Auch ein „Genrefilm“ über Homosexualität – ein Thema, das offensichtlich nicht fehlen darf: Der französisch-tunesische Film „À voix basse – In a Whisper“ von Leyla Bouzid führt nach Tunesien. Als die Ingenieurin Lilia zur Beerdigung ihres Onkels aus Paris zurückkehrt, gerät sie zwischen familiäre Erwartungen und ihr selbst bestimmtes Leben. Während sie den plötzlichen Tod des Onkels untersucht, entdeckt sie dessen verdrängte Homosexualität und wird gezwungen, auch ihre eigene lesbische Beziehung nicht länger zu verleugnen. In recht vorhersehbarer Manier „entlarvt“ der Film patriarchale Strukturen und Homophobie in Tunesien.
Zwei dokumentarische Arbeiten als Gegenakzent
„The Loneliest Man in Town“ porträtiert den Wiener Musiker Al Cook (Alois Koch), der nach dem Tod seiner Frau in einer Wohnung voller Bücher, Schallplatten, Fotos und Instrumente lebt – ein privates Archiv des Blues und eines vergangenen Lebens. Als eine Immobilienfirma den Abriss des Hauses vorantreibt, gerät seine letzte Zuflucht ins Wanken. Der Film verbindet skurrile Komik mit tiefer Melancholie und erzählt von Verlust, Vergänglichkeit und der Möglichkeit eines späten Neuanfangs.
„Yo (Love Is a Rebellious Bird)“ begleitet Anna, die nach dem Tod ihrer deutlich älteren Freundin Yo über zehn Jahre hinweg ein begehbares Modell von Yos Haus im Maßstab 1:3 baut. Der Film verschränkt intime Aufnahmen aus Yos letztem Lebensjahr mit Annas künstlerischer Rekonstruktion.
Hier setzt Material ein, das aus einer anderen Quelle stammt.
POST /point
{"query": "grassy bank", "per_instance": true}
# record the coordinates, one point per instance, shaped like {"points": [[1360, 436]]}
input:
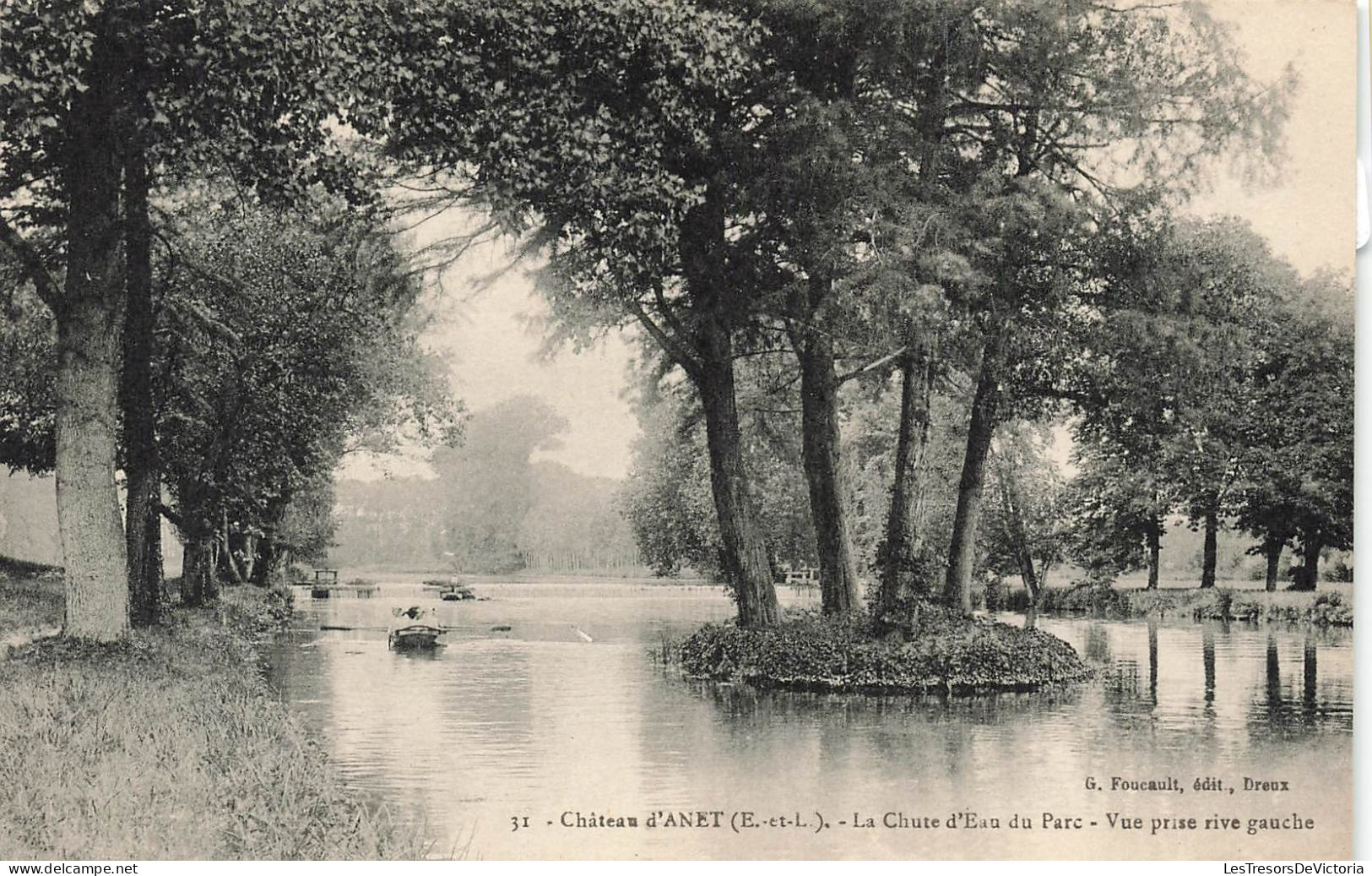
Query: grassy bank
{"points": [[948, 656], [1331, 606], [169, 746]]}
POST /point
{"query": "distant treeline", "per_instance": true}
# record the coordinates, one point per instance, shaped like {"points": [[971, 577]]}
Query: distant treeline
{"points": [[489, 509]]}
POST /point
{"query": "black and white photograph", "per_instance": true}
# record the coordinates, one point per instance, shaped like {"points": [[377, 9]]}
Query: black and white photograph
{"points": [[483, 430]]}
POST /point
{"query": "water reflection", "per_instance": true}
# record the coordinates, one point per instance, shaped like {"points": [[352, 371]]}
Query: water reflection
{"points": [[535, 721]]}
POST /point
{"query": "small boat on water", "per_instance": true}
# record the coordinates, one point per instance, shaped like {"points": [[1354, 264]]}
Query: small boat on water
{"points": [[450, 590], [415, 629]]}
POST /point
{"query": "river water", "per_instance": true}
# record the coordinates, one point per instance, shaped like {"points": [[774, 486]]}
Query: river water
{"points": [[540, 726]]}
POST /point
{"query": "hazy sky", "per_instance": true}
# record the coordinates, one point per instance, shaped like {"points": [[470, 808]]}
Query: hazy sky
{"points": [[1308, 215]]}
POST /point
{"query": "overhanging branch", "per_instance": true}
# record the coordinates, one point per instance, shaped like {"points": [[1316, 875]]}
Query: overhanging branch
{"points": [[32, 264]]}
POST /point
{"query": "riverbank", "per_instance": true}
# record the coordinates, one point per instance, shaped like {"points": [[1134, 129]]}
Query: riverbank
{"points": [[948, 656], [168, 748], [1331, 606]]}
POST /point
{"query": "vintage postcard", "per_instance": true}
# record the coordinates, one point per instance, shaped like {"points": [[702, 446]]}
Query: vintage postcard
{"points": [[676, 430]]}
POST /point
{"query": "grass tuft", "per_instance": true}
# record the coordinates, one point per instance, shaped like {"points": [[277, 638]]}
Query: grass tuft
{"points": [[811, 652], [171, 746]]}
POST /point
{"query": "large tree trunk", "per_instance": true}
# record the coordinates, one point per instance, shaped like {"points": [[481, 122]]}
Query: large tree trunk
{"points": [[819, 450], [1272, 551], [198, 581], [1011, 507], [746, 549], [143, 520], [1212, 549], [981, 427], [1154, 552], [1310, 579], [265, 569], [897, 548], [88, 366]]}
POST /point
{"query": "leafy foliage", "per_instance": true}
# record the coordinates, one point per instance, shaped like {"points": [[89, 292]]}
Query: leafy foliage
{"points": [[816, 654]]}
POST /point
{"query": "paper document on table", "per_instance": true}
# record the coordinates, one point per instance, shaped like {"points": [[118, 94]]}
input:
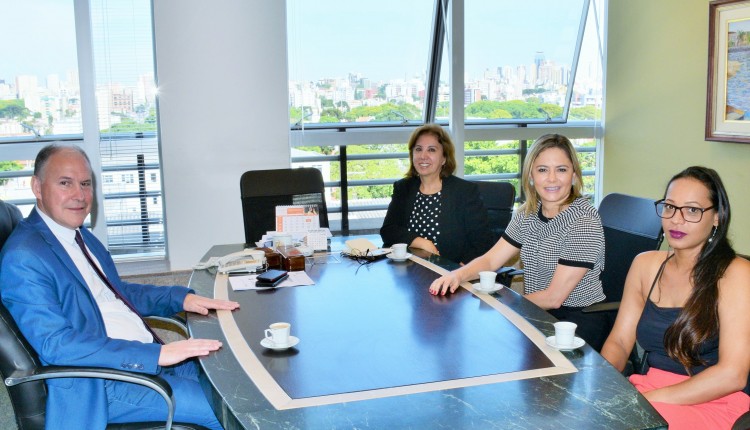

Yo erscheint als radikal selbstbestimmte Frau, die gesellschaftliche Erwartungen an Sexualität, Mutterschaft, Alter und Sterben zurückwies. Der enorme gestalterische Aufwand beeindruckt; zugleich kippt das Projekt stellenweise in Selbstbespiegelung, die den Blick auf Yo eher verengt als öffnet.
Über die Preise der Internationalen Jury wird die „Tagespost” noch berichten.